In Java and Scala applications, you can use different dependency management tools (e.g., Maven, sbt, or Gradle) to access the connector com.google.cloud.spark.bigtable:spark-bigtable_2.12:<version>( current <version> is 0.1.0) and package it inside your application JAR using libraries such as Maven Shade Plugin. For PySpark applications, you can use the --jars flag to pass the GCS address of the connector when submitting it.

For Maven, you can add the following snippet to your pom.xml file:

<dependency>
  <groupId>com.google.cloud.spark.bigtable</groupId>
  <artifactId>spark-bigtable_2.12</artifactId>
  <version>0.1.0</version>
</dependency>

For sbt, you can add the following to your build.sbt file:

libraryDependencies += "com.google.cloud.spark.bigtable" % "spark-bigtable_2.12" % "0.1.0"

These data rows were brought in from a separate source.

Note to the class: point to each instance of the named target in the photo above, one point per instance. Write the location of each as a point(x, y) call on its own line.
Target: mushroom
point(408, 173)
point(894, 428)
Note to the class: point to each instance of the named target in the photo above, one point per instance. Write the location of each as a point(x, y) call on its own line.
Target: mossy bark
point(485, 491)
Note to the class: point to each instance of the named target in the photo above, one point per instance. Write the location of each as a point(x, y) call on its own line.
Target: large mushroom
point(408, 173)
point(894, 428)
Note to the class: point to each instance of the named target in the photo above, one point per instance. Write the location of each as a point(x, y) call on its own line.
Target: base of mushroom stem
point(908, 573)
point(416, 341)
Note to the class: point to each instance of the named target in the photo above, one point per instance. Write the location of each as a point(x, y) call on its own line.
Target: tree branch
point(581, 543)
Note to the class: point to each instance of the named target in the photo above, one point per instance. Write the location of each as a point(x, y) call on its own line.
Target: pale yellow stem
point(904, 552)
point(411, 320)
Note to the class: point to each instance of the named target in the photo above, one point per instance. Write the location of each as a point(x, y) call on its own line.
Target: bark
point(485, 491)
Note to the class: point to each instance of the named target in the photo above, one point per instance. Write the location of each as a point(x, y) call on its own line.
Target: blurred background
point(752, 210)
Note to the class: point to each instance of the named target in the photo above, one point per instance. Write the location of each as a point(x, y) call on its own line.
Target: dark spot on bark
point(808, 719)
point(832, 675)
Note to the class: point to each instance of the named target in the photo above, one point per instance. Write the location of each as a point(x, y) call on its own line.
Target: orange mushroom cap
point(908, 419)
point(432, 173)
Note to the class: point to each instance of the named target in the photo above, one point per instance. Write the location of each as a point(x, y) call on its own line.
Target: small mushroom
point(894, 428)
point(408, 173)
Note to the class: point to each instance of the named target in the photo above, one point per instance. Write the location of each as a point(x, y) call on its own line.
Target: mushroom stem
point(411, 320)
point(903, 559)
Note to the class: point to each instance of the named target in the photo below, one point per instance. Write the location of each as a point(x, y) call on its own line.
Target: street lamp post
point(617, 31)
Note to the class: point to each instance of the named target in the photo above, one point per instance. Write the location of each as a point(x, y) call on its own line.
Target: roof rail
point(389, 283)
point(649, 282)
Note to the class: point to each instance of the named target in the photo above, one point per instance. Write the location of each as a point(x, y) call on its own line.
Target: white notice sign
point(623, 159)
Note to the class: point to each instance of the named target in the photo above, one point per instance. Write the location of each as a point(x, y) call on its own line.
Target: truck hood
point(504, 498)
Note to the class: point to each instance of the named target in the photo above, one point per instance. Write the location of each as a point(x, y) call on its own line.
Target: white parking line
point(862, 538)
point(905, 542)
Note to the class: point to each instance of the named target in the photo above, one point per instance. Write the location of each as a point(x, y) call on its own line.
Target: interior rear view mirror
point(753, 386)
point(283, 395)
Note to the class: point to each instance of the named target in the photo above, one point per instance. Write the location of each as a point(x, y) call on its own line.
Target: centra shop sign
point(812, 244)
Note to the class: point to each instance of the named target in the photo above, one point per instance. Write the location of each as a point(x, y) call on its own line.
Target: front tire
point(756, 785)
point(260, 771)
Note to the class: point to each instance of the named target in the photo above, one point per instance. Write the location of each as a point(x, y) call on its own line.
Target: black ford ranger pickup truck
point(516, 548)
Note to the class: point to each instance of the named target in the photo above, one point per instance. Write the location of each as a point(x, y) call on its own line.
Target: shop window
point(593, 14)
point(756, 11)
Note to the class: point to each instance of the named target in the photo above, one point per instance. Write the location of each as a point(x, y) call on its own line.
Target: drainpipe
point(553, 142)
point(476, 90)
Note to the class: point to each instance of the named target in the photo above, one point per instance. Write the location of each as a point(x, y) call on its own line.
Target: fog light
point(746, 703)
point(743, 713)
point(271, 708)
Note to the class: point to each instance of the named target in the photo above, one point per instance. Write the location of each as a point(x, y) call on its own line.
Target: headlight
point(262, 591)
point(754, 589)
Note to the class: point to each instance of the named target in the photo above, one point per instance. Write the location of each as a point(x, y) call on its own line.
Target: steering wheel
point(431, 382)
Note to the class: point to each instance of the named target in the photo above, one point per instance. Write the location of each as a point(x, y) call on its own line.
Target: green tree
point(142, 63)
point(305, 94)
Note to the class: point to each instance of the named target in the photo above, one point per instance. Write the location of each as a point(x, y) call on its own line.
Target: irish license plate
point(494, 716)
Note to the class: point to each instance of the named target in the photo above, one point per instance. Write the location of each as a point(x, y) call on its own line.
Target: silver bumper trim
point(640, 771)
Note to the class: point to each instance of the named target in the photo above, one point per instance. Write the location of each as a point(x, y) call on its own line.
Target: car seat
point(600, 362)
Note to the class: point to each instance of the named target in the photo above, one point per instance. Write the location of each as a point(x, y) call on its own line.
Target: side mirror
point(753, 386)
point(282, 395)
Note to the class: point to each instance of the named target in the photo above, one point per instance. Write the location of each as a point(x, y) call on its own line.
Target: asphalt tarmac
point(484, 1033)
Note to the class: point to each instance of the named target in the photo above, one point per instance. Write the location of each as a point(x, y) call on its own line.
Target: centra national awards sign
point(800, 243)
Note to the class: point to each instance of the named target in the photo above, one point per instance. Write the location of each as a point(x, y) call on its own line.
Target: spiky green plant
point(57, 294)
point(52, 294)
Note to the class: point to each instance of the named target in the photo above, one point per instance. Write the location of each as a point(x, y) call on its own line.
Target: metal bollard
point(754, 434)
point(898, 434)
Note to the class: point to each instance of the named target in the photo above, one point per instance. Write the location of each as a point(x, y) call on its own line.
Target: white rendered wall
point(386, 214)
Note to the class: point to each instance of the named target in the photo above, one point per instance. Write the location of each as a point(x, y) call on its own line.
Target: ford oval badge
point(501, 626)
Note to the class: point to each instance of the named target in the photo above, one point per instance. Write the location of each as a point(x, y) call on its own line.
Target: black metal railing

Finally, you can add the following to your build.gradle file when using Gradle:

dependencies {
implementation group: 'com.google.cloud.bigtable', name: 'spark-bigtable_2.12', version: '0.1.0'
}

Note that you need plugins such as Maven Shade Plugin, sbt-assembly, or Shadow Plugin to package the connector inside your JAR in Maven, sbt, and Gradle, respectively.

Getting started

About Bigtable

Bigtable is Google's NoSQL Big Data database service. It's the same service powering many of Google's internal applications, e.g., Search, Maps, etc. You can refer to Bigtable documentations to learn more about key concepts, including instances, clusters, nodes, and tablets.

About Apache Spark and Spark SQL

Apache Spark is a distributed computing framework designed for fast and large-scale data processing, where resilient distributed dataset (RDD) is the main data model. Spark SQL is a module built on top of Spark that provides a SQL-like interface for querying and manipulating data. This is done through DataFrame and DataSet, Spark SQL's data model, built on top of RDDs.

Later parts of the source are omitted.